Keywords: palms, ant-plant, Neotropics, phylogenomics, phylogeography
Edler, Daniel
Daniel is interested in developing software and algorithms to better understand the complex patterns of biodiversity through space and time. After studying engineering physics at Uppsala and Umeå University, he worked as a research engineer at Icelab, Umeå University, on developing Infomap (a network clustering algorithm based on information theory) and visualization tools to simplify and highlight important structures in complex networks. In 2016 he joined the Antonelli Lab in Gothenburg, where he worked part-time developing the Infomap Bioregions project, applying network theory to reveal the underlying geographical structure in species distributions (https://mapequation.org/bioregions). He also worked with developing a digital citizen science platform to let anyone log and share the species they see, and get help with identification. In 2022, he successfully defended his PhD project about “Mapping incomplete relational data: networks in ecology & evolution”, supervised by Martin Rosvall at the Department of Physics, Umeå University, with Alexandre Antonelli as assistant supervisor.
Truszkowski, Jakub
Jakub is working on algorithms for large-scale phylogenetic reconstruction. He is also interested in applying machine learning to problems in genomics and biodiversity. His background is in algorithms, phylogenetics and machine learning.
Farooq, Harith
Harith Morgadinho Farooq is a former postdoctoral researcher in the department of Environmental Sciences at the University of Gothenburg, where he used species extinction risk and phylogenetic diversity to map and rank important areas for biodiversity conservation. He is also interested in sampling biases and herpetology, and is managing a project to try to re-find species not seen in decades and thought to be extinct (extinctorshy.org). He is now based at the University of Copenhagen.

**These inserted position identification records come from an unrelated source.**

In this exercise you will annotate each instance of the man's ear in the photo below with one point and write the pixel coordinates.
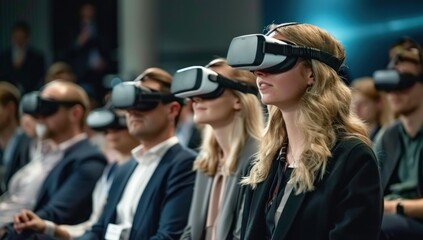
(237, 104)
(310, 77)
(174, 109)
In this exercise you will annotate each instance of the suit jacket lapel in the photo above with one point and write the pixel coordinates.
(118, 187)
(150, 192)
(232, 189)
(288, 215)
(67, 157)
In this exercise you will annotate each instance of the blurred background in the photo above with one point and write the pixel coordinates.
(133, 35)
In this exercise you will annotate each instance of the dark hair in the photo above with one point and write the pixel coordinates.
(21, 26)
(409, 43)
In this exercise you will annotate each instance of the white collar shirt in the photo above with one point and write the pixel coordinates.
(147, 164)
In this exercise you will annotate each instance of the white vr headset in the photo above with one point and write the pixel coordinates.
(392, 80)
(102, 119)
(198, 81)
(267, 54)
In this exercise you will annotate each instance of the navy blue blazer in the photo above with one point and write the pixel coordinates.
(163, 209)
(346, 204)
(66, 194)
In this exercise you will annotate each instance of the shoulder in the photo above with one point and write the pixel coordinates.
(352, 153)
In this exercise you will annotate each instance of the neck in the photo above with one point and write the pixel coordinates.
(223, 138)
(295, 136)
(157, 139)
(6, 133)
(58, 139)
(413, 122)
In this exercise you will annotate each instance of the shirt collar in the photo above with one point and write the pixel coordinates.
(159, 150)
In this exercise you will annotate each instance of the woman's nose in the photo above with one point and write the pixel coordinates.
(196, 99)
(259, 73)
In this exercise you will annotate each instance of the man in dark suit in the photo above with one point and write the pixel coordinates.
(58, 181)
(400, 148)
(151, 194)
(12, 139)
(21, 64)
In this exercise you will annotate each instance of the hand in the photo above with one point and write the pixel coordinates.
(390, 206)
(27, 219)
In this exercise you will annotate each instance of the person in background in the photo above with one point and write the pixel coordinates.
(22, 65)
(188, 132)
(400, 148)
(315, 175)
(58, 181)
(117, 138)
(370, 105)
(89, 52)
(12, 139)
(151, 192)
(233, 124)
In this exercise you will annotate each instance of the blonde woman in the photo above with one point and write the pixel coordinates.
(315, 176)
(233, 123)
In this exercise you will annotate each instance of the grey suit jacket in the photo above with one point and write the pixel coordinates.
(228, 214)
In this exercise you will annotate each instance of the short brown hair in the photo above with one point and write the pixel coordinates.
(9, 93)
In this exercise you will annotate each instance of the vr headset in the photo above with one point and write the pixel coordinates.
(103, 119)
(261, 52)
(197, 81)
(32, 103)
(128, 95)
(392, 80)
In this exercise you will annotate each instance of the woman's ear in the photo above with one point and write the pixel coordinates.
(310, 77)
(237, 104)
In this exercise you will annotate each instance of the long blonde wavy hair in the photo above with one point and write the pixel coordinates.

Keywords: biogeography, conservation, amphibians, reptiles, ecology, biodiversity
Vrasdonk, Emke
Emke is an industrial ecologist with a background in biology. She is interested in the impacts of land use and land transformations on biodiversity, specifically from product and production systems. Her work is focused primarily on the identification and development of models for the inclusion of biodiversity indicators into life-cycle assessment (LCA), which is a frequently used decision support tool for the systematic evaluation of the environmental aspects of a product or service system through all stages of its life cycle (from cradle to grave). Emke is a PhD student at Chalmers University of Technology in Gothenburg under the main supervision of Ulrika Palme and co-supervised by Alex Antonelli.
Fitzpatrick, Olivia
Olivia is a biodiversity genomics research assistant based at the Royal Botanic Gardens, Kew. Olivia has a background in conservation and population genetics and is currently working on a number of research projects within the group, including an orchid phylogenomics project with Oscar Pérez Escobar.